Norway has been in the vanguard of aquaculture for decades. The focus has traditionally been on salmon but there is also recognition of the immense commercial potential of farmed cod.
One aquaculture player pursuing this opportunity is Trondheim-headquartered Norcod. The company promises a stable quality of cod nurtured in its natural habitat and plans to ramp up production to an industrial scale over the next few years.
Cod is one of the healthiest protein sources available with a feed conversion ratio (FCR) of 1:1.1. “Lean cod is basically a fantastic product,” said Norcod chief executive, Rune Eriksen. Farmed fish grow considerably faster than their wild counterparts and the goal is to deliver fresh, white meat year-round.
No cod is being farmed industrially anywhere in the world today. There are other players farming cod in Norway but on a limited scale. “Now it's possible. We have the chance to write history as the world supplier of farmed cod,” Eriksen said. The project will span the entire production cycle from fry through harvesting, processing and distribution.
There have been previous attempts to farm cod in Norway but the last push from 2004 to 2012 ran aground due to fundamental mistakes and low biology knowledge. The only existing providers of cod fry in sufficient quantity are both based in Norway. Genetics has experienced quantum leaps since the early 2000’s achieved by individually selecting the best fish to improve characteristics and disease resistance. Broodstock are now in their sixth generation. “It's a completely different fish and a highly stable product,” Eriksen said.

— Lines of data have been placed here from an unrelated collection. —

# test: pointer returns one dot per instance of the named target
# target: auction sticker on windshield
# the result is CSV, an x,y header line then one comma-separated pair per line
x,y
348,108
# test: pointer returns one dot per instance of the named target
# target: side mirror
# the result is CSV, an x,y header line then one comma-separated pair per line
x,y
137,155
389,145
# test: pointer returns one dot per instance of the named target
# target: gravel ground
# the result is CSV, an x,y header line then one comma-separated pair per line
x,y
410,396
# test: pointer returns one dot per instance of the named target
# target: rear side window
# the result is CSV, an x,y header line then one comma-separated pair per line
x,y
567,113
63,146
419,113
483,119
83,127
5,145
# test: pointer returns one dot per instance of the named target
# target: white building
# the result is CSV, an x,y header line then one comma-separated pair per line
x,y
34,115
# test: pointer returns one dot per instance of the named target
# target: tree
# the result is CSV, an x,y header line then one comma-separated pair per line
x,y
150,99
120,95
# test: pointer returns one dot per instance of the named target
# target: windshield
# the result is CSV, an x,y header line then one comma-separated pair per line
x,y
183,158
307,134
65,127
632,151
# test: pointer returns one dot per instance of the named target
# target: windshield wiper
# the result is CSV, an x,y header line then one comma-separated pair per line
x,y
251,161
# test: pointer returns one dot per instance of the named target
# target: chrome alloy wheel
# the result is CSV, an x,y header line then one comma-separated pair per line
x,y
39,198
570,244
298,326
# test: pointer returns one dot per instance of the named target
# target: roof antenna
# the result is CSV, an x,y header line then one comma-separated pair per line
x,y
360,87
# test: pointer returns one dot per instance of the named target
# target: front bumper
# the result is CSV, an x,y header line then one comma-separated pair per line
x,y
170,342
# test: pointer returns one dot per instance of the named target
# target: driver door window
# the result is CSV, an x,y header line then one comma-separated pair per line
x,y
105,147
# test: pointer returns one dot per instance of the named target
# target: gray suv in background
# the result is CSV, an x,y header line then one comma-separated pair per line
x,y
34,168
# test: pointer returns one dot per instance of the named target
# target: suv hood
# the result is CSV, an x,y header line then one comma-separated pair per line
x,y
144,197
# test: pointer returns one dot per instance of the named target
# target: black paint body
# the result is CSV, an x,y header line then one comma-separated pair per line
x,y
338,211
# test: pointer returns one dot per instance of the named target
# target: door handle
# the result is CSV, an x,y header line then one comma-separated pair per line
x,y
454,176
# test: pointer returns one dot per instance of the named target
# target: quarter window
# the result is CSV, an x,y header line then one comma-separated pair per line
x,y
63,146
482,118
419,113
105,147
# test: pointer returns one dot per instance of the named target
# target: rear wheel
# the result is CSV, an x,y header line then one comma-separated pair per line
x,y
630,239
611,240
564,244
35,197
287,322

The current cod generation has a smaller head resulting in much higher yields. Wild cod’s head can account for up to 40% of body mass. Nofima has been at the forefront of this research since the beginning of the cod farming research program in 2002. The program was recently extended in the national budget for 2020.
Eriksen is proud to be heading up the endeavor to build a trusted brand rooted in responsible methods and transparency. Norcod will apply the same principles of ecological salmon farming in Norway including, for instance, limitations on the number of fish in each net, new cages designed to hinder escapes and optimized feeding systems. He adds that one advantage of cod is that you can use more by-product. Norcod aims to utilize 100% of the fish including offcuts, which embeds the company firmly in the circular economy amid the drive to minimize waste.
Two facilities in Mausund, northwest of Trondheim, are being upgraded. Its first batch of 260,000 fry is in production and ready to be transferred to the sea in December 2019. A further batch of juveniles is slated to arrive the same month. Norcod is targeting an annual capacity of 9,000 tons in 2021 and a year-round supply of 25,000 tons in 2025.